Ce bombardier fut abattu le 30 décembre 1943 au retour d’une mission de bombardement des industries chimiques et des installations portuaires de Ludwigshafen, en Allemagne.
La stèle a été dévoilée par les élus de la Région Hauts-de-France, du Conseil Départemental de l’Oise et les représentants de la Communauté de Communes de l’Oise Picarde.

La cérémonie s’est poursuivie par le rappel des faits survenus lors de cette mission du 30 décembre 1943. Les 10 membres de l’équipage parvinrent à évacuer l’appareil en perdition avant qu’il ne s’écrase dans un champ, près du village. Tous survécurent. Sept parviendront à s’évader sous le couvert du réseau d’évasion Alsace implanté dans l’Oise, puis de Shelburn et aussi Bourgogne. Gravement blessés, trois seront fait prisonniers. Les noms des nombreuses familles de notre région qui ont porté assistance et hébergé les aviateurs évadés, aux prix d’énormes risques, ont été mentionnés.

Bien qu’avisés, les descendants des 2nd Lts Booher, Feingold et Tarkington n’ont pas été en mesure d’effectuer le voyage depuis les Etats-Unis pour assister à cette commémoration en mémoire de leurs pères.
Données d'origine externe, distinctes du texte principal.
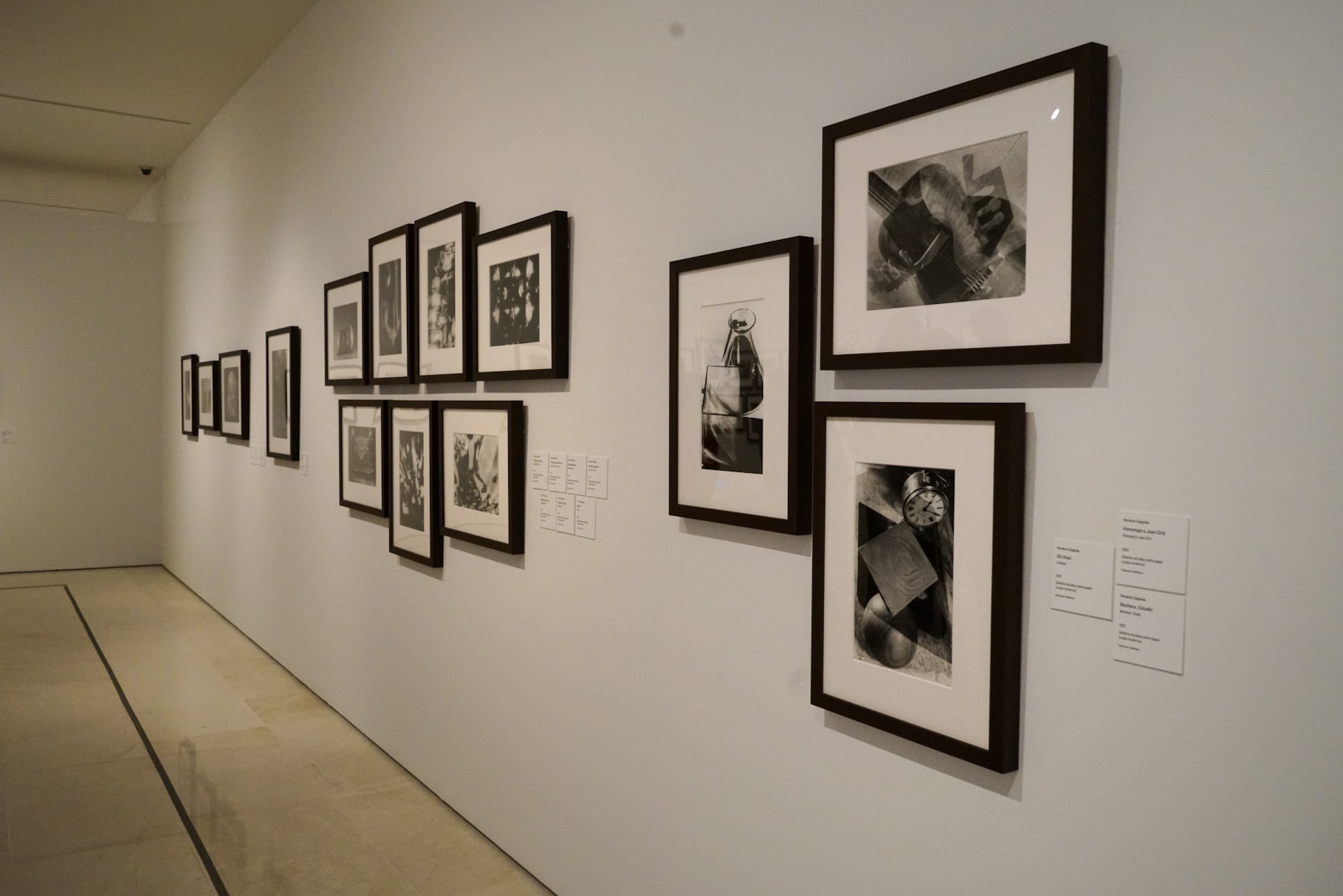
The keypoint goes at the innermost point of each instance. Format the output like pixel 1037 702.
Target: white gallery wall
pixel 630 715
pixel 81 328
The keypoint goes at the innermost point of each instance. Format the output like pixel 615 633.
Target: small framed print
pixel 347 330
pixel 282 370
pixel 741 383
pixel 363 456
pixel 484 492
pixel 207 391
pixel 446 282
pixel 391 277
pixel 416 476
pixel 190 374
pixel 926 216
pixel 915 501
pixel 523 300
pixel 235 393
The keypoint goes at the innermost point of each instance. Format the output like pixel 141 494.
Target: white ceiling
pixel 92 90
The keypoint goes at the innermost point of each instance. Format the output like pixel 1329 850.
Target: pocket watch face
pixel 924 501
pixel 926 508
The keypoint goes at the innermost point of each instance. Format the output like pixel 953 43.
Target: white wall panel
pixel 81 328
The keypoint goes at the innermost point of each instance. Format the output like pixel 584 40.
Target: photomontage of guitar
pixel 941 244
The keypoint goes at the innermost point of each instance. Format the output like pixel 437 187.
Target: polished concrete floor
pixel 284 794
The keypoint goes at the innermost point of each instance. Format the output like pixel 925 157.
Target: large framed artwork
pixel 523 300
pixel 282 367
pixel 363 456
pixel 391 277
pixel 916 572
pixel 446 275
pixel 190 372
pixel 235 386
pixel 347 330
pixel 484 489
pixel 741 383
pixel 415 475
pixel 926 220
pixel 207 393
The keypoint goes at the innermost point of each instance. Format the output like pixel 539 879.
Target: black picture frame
pixel 453 320
pixel 190 410
pixel 425 519
pixel 282 393
pixel 901 293
pixel 207 381
pixel 363 413
pixel 237 360
pixel 470 497
pixel 393 348
pixel 774 284
pixel 508 347
pixel 345 332
pixel 880 583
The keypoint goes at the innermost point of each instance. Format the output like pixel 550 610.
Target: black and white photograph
pixel 390 323
pixel 441 320
pixel 918 571
pixel 924 222
pixel 347 330
pixel 231 395
pixel 410 461
pixel 903 601
pixel 235 383
pixel 416 473
pixel 446 286
pixel 741 381
pixel 973 248
pixel 207 379
pixel 279 393
pixel 523 300
pixel 363 456
pixel 515 301
pixel 391 279
pixel 475 472
pixel 484 450
pixel 734 390
pixel 282 379
pixel 190 418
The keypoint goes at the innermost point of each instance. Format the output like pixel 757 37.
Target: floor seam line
pixel 153 756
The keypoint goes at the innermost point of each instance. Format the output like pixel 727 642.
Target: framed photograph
pixel 741 383
pixel 916 572
pixel 926 219
pixel 190 372
pixel 282 370
pixel 523 300
pixel 484 482
pixel 446 279
pixel 391 277
pixel 363 456
pixel 416 475
pixel 347 331
pixel 235 378
pixel 207 391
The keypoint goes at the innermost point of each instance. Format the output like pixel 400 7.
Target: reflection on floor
pixel 286 796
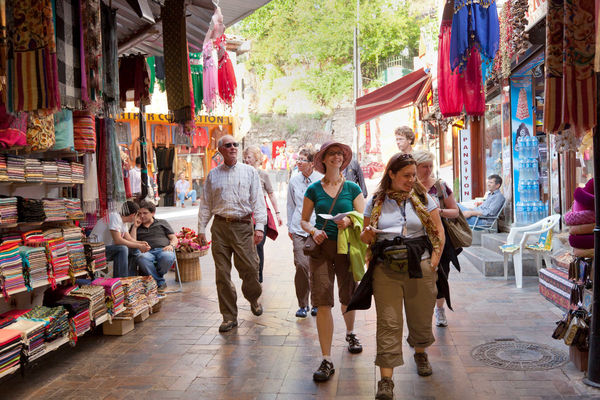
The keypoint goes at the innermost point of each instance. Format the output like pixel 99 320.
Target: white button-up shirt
pixel 233 192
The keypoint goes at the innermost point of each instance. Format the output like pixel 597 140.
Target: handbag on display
pixel 312 248
pixel 458 229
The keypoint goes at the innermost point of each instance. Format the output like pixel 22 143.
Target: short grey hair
pixel 422 156
pixel 220 142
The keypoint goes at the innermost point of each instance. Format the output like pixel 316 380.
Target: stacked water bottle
pixel 529 209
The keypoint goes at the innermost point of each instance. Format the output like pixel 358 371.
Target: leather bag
pixel 312 248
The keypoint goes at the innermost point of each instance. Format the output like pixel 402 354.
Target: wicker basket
pixel 189 266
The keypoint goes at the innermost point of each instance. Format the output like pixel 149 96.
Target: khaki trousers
pixel 302 277
pixel 237 239
pixel 394 291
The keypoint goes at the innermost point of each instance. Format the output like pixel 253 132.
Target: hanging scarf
pixel 432 232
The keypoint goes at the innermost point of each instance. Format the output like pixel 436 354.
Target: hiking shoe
pixel 226 326
pixel 385 389
pixel 423 366
pixel 354 345
pixel 324 372
pixel 440 317
pixel 302 312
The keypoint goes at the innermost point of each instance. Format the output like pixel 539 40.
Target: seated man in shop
pixel 162 240
pixel 183 191
pixel 112 231
pixel 492 204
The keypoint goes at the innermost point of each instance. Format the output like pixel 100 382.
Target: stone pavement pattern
pixel 178 353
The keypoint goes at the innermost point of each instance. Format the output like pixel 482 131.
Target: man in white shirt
pixel 112 231
pixel 182 189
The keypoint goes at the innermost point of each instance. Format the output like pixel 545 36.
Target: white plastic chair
pixel 543 247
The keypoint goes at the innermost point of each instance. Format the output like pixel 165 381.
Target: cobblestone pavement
pixel 179 353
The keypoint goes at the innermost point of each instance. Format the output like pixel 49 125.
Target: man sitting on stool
pixel 491 206
pixel 162 240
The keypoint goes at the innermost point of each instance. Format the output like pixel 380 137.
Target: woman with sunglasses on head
pixel 320 196
pixel 406 238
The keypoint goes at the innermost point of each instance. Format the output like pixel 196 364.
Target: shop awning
pixel 139 27
pixel 401 93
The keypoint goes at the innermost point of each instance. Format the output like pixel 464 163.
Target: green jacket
pixel 349 243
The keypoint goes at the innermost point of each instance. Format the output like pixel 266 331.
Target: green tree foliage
pixel 317 36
Cependant, de l’autre côté de l’Atlantique, leurs pensées étaient tournées vers nous en ce jour particulier.
Des gerbes de fleurs ont été déposées au pied de la stèle puis s’ensuivirent les hymnes nationaux américain et français.
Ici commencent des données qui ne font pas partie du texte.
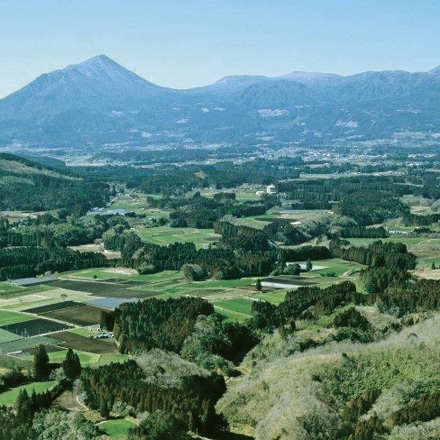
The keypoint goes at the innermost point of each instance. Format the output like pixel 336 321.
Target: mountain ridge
pixel 99 102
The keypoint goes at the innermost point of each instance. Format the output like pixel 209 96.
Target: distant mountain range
pixel 100 104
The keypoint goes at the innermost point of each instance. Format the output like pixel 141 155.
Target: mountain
pixel 100 104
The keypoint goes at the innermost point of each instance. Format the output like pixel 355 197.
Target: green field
pixel 117 429
pixel 88 359
pixel 165 235
pixel 7 318
pixel 239 308
pixel 6 336
pixel 8 397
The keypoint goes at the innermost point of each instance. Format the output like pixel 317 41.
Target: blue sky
pixel 189 43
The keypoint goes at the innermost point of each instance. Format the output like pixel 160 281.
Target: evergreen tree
pixel 258 285
pixel 71 365
pixel 40 366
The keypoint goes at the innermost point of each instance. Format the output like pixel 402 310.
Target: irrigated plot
pixel 8 318
pixel 78 342
pixel 35 327
pixel 6 336
pixel 25 344
pixel 52 307
pixel 81 315
pixel 100 288
pixel 237 308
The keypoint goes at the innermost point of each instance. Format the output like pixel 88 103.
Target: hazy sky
pixel 189 43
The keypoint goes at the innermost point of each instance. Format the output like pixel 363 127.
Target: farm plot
pixel 165 235
pixel 35 327
pixel 8 318
pixel 52 307
pixel 101 288
pixel 111 303
pixel 6 336
pixel 78 342
pixel 80 315
pixel 26 344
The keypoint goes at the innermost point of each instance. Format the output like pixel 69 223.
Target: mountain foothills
pixel 100 103
pixel 241 267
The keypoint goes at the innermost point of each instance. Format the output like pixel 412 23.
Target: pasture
pixel 165 235
pixel 117 429
pixel 9 397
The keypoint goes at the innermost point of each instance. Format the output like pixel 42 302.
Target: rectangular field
pixel 35 327
pixel 9 397
pixel 25 344
pixel 81 315
pixel 10 318
pixel 78 342
pixel 100 288
pixel 52 307
pixel 6 336
pixel 241 306
pixel 165 235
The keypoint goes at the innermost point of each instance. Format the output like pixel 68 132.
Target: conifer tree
pixel 40 366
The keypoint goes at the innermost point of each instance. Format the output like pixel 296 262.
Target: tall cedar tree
pixel 40 366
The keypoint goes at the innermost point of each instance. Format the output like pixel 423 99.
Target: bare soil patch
pixel 81 315
pixel 101 288
pixel 78 342
pixel 52 307
pixel 68 401
pixel 36 327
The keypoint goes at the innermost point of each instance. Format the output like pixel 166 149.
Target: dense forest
pixel 349 357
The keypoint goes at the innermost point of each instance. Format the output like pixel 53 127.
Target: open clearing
pixel 78 342
pixel 8 397
pixel 165 235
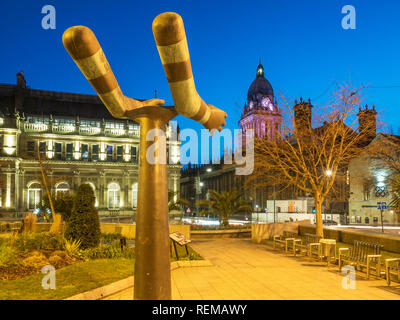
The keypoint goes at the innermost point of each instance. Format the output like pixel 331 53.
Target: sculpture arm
pixel 85 50
pixel 170 38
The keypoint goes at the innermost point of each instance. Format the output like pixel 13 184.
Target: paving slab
pixel 243 270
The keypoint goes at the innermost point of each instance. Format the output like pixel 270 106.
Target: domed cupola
pixel 261 113
pixel 260 87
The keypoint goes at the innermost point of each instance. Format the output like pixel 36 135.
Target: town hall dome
pixel 260 87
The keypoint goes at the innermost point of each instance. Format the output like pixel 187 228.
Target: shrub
pixel 8 256
pixel 111 237
pixel 72 248
pixel 29 241
pixel 35 261
pixel 107 252
pixel 84 222
pixel 56 261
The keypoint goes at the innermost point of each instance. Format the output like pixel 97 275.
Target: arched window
pixel 34 195
pixel 62 188
pixel 91 184
pixel 113 196
pixel 134 195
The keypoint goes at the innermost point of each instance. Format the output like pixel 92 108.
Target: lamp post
pixel 152 263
Cette magnifique journée s’est achevée à la salle des fêtes de Campremy autour du verre de l’amitié. Pour conclure, les élus du Département et de la Région ont pris tour à tour la parole, rappelant l’importance du devoir de mémoire, de se souvenir des aviateurs alliés venus de pays lointains qui ont combattu loin de chez eux, souvent au prix du plus grand sacrifice, afin que nous puissions vivre dans un pays libre.